A number of professors offer their students the opportunity to earn extra credit points by going to talks or events that have something to do with the subject matter of their course, and then writing a page or two describing the high points of the event and connecting it to something from the course. (I myself don’t offer this kind of extra credit, but then again I’m a big meanie.)
As you might expect, some of the events flagged as worth going to in order to get extra credit are also the sorts of events that professors themselves might attend — an interesting talk by a scholar visiting from another institution, for example.
Well, my colleague had specified that students who attended one of a number of sponsored talks by scholars visiting the campus and then wrote 600 words evaluating and analyzing the talk could earn some extra credit. My colleague received an extra credit essay about a talk that had relatively small attendance — although my colleague was one of the handful of people who went to hear the talk. Three of my colleague’s students were also at the talk.

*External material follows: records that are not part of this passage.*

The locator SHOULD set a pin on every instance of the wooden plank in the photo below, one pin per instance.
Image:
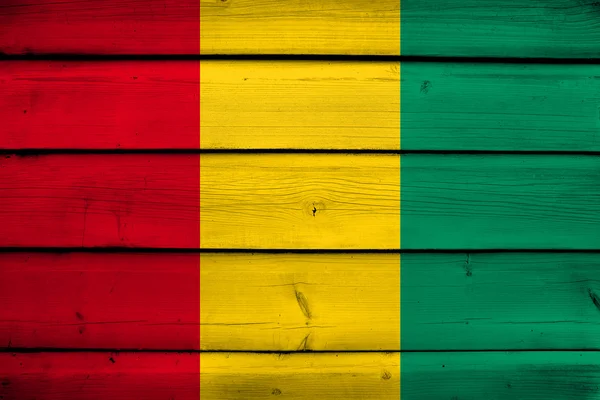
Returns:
(299, 105)
(177, 375)
(499, 301)
(176, 302)
(100, 105)
(497, 375)
(499, 107)
(500, 202)
(300, 201)
(528, 375)
(499, 28)
(286, 302)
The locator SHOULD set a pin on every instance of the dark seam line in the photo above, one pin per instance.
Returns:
(96, 250)
(7, 153)
(294, 57)
(18, 350)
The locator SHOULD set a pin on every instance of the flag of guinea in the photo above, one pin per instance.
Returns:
(318, 199)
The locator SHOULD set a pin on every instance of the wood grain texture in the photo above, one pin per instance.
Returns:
(222, 376)
(299, 105)
(528, 375)
(498, 28)
(301, 201)
(285, 302)
(100, 105)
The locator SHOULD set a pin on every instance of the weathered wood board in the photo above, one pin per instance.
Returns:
(308, 105)
(470, 375)
(290, 302)
(498, 28)
(301, 201)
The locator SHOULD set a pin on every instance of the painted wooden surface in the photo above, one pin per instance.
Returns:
(299, 105)
(528, 375)
(290, 302)
(300, 201)
(498, 28)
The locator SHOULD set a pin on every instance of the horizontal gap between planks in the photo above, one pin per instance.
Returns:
(293, 57)
(17, 350)
(39, 152)
(62, 250)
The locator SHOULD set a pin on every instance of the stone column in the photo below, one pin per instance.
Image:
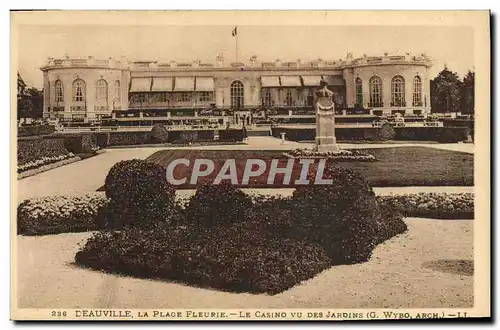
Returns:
(325, 120)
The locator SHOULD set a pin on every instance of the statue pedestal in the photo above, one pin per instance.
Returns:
(325, 121)
(325, 131)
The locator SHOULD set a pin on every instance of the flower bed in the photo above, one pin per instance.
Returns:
(432, 205)
(342, 156)
(51, 166)
(42, 162)
(223, 239)
(60, 214)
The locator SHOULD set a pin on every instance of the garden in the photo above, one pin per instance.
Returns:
(382, 167)
(223, 238)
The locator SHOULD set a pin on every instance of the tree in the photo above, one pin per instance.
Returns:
(467, 97)
(446, 92)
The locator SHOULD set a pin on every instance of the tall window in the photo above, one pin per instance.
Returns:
(359, 92)
(59, 92)
(288, 98)
(417, 92)
(267, 99)
(206, 96)
(237, 95)
(79, 90)
(101, 94)
(398, 92)
(117, 91)
(376, 92)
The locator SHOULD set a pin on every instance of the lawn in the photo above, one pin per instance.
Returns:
(397, 167)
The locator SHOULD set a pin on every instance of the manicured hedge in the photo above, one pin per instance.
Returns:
(432, 205)
(59, 214)
(158, 134)
(341, 156)
(36, 149)
(139, 194)
(384, 133)
(440, 134)
(35, 130)
(128, 138)
(231, 242)
(229, 258)
(77, 143)
(231, 135)
(343, 217)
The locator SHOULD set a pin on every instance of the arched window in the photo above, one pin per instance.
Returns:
(417, 92)
(376, 92)
(59, 92)
(117, 91)
(359, 92)
(398, 92)
(267, 99)
(101, 92)
(79, 90)
(237, 95)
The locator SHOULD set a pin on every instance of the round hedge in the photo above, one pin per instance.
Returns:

None of these three was the author of the extra credit essay.
My colleague then contacted the student of the extra credit essay. The student at first made noises that suggested actually having been at the talk in question. But after my colleague broke the news that the audience was small enough that there was no crowd in which to get lost, the student admitted to not attending the talk. In essence, the student said, “I figured if I still wrote something about the subject of the talk, it would be worth some extra credit, so I did some research on the internet.”
Of course, not a scrap of this research was cited at all. As a result, an attempt to appear to have been someplace one was not — for extra credit points — gets written up as plagiarism.
Sometimes you’re just better off concentrating on the points that were built into your course in the first place.